There are also greater object and facial recognition techniques available that could potentially be used to combat methods of visual redaction.
The team was able to defeat three privacy protection technologies, including YouTube’s proprietary blur tool, which allows uploaders to select objects or figures that they want to blur. The researchers used the attack to identify obscured faces in videos.
Second, the researchers attacked pixelation (aka mosaicing) to generate different levels of pixelation, which it found in Photoshop and other commons programs.
Third, they attacked a tool called Privacy Preserving Photo Sharing (P3), which encrypts identifying data in JPEG photos to prevent humans from viewing the overall image. Meanwhile, other data components can be clearly viewed so computers are still able to perform functions such as compression.
In order to execute the attacks, the researchers trained neural networks to perform image recognition by providing them with data from four large and well-known image sets for analysis.
This ensured that the more words, faces, or objects a neural network “sees,” the more effectively it is able to detect those targets.
Once the neural networks were able to identity relevant objects in training sets with an accuracy of 90 percent or higher, the team obscure the images using the three privacy tools and then further trained the neural networks to interpret blurred and pixelated images based on what i knew about the originals.
Lastly, they used obscured test images that the neural networks had not been previously given in any form to test whether the image recognition could identify faces, objects, and handwritten numbers.
For a few data sets and masking techniques, the neural network achieved success rates of more than 80 percent and 90 percent.
When using the mosaic tool, the neutral network would achieve a lower success rate the more pixelated the images became.
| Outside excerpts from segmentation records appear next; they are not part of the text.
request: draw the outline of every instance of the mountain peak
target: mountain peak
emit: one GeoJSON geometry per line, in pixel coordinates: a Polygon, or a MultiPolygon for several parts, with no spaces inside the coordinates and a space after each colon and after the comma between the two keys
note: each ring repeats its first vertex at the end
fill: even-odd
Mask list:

Despite this, the de-obscuring machine learning software often achieved success rates in the 50 percent to 75 percent range.
Meanwhile, the lowest success rate was 17 percent on a data set of celebrity faces obscured with the P3 redaction system.
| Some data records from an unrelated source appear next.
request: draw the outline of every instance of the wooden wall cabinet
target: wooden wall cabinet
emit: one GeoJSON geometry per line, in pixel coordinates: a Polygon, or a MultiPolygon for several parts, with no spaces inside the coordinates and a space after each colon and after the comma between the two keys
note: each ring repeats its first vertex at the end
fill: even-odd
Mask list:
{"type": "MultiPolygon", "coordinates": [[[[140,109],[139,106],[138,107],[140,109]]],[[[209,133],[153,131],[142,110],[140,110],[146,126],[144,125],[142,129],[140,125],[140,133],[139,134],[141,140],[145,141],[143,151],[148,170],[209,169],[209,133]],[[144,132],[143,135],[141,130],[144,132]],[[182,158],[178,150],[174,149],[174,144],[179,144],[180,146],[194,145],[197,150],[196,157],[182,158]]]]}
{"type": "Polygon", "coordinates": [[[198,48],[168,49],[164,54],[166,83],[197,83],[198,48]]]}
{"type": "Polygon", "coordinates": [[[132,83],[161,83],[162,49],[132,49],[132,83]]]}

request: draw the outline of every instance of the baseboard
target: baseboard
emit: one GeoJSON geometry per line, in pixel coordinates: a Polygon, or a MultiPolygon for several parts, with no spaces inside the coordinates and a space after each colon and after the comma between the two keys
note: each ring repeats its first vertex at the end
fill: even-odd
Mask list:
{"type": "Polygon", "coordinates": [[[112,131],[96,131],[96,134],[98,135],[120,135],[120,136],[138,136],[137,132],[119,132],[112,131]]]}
The research represents a significant blow to pixelation and blurring as a privacy tool, said Lawrence Saul, a machine learning researcher at University of California, San Diego.
“For the purposes of defeating privacy, you don’t really need to show that 99.9 percent of the time you can reconstruct” an image or string of text,” Saul said. “If 40 or 50 percent of the time you can guess the face or figure out what the text is then that’s enough to render that privacy method as something that should be obsolete.”
The researchers are working towards a larger goal of warning the privacy and security communities that they need to be aware of the advancement of machine learning as a tool for identification and data collection, as well as how to defend themselves against these types of attacks.
Saul recommends using black boxes that completely cover human faces or objects instead of image distortions that leave portions of the content in tact.
He also suggests that they cut out any random image of a face and use it to cover the target face before blurring. This would ensure the even if the obscuration is duped, the identity of the person underneath still isn’t revealed.